Ein Marketing-Manager des Unternehmens teilte der Senatsverwaltung mit, Degussa habe sich "auf Grund der historischen Bedeutung des geplanten Denkmals entschlossen, die benötigten Oberflächenschutzprodukte durch eine Sponsoringaktion anzubieten". Da die Produktion dieser Spezialprodukte eine "gewisse Vorlaufzeit" benötige, werde um baldige Entscheidung gebeten. Kurz darauf teilte die Senatsverwaltung unter "Sponsoring des Graffitischutzes" den Beteiligten mit, die "Stiftung und unsere Verwaltung" würden es sehr begrüßen, wenn es zu einer Zusammenarbeit käme. Daraufhin erhielt nicht die Schweizer Firma den Zuschlag, sondern Degussa, das der Senatsverwaltung für sein Fabrikat "Protectosil Antigraffiti" einen Vorzugspreis einräumte, der einschließlich Verarbeitung bei 540 000 Euro liegt.

Die Angelegenheit war heikel, weil eine Degussa-Tochterfirma in der NS-Zeit das Giftgas Zyklon B für die Ermordung der Juden in den Konzentrationslagern hergestellt hatte.

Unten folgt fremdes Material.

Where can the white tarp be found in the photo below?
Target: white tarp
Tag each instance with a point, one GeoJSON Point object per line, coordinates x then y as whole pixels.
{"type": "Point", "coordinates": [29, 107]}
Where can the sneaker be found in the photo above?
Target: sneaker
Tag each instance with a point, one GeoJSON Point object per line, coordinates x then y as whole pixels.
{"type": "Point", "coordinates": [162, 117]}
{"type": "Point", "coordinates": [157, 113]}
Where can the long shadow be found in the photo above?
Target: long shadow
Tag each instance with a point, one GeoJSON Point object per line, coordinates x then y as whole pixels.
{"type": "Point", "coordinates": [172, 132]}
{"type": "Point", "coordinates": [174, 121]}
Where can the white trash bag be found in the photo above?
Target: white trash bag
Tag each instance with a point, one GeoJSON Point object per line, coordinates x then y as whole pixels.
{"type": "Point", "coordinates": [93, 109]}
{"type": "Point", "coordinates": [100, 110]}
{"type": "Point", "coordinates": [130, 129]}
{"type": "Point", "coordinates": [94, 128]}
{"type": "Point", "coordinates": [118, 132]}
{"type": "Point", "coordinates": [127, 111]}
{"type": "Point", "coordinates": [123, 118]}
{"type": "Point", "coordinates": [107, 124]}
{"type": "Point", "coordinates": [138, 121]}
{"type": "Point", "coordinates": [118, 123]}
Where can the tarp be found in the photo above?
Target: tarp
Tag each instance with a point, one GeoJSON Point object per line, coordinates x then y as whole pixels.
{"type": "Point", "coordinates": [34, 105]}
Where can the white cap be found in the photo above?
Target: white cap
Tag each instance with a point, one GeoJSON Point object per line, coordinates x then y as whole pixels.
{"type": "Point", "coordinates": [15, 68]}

Darüber hinaus war Degussa in den achtziger Jahren durch Zulieferungen an den Irak aufgefallen, mit denen der Diktator Saddam Hussein die Reichweiten seiner Scud-B-Raketen verlängert hatte, um Israel ins Visier zu bekommen. Andererseits war Degussa Vorreiter des Entschädigungsfonds für die NS-Zwangsarbeiter gewesen.

Jetzt ist das Desaster komplett: Das Mahnmal-Kuratorium hat entschieden, das Degussa-Produkt nicht zu verwenden. Es gibt einen Baustopp, da keine Einigung über die Verwendung eines anderen Produktes gefallen ist. Der Architekt des Mahnmals, Peter Eisenmann, hat gegen den Ausschluss Degussas protestiert. Das Vorhaben drohe zur Geisel der "political correctness" zu werden, schreibt Eisenmann in einem Beitrag für Die Zeit: "Wäre das Projekt schon in dem Geist begonnen worden, in dem es nun fortgeführt zu werden droht, hätte ich nie mitgewirkt." Der Schriftsteller Rafael Seligmann plädierte in einem Beitrag für die neue Ausgabe des Stern dafür, den Bau des Holocaust-Mahnmals in Berlin endgültig zu stoppen.

Der Firma Geithner Bau aus Wilhelmshaven, die sechzig Mitarbeiter für die Herstellung der Stelen abgestellt hat, drohen bei einem längeren Baustopp schwere wirtschaftliche Schäden. Zwei Hallen sind mit Tausenden von Stelen gefüllt. Die Arbeiten können nicht fortgesetzt werden. Was fehlt, ist die Schutzimprägnierung der Oberfläche.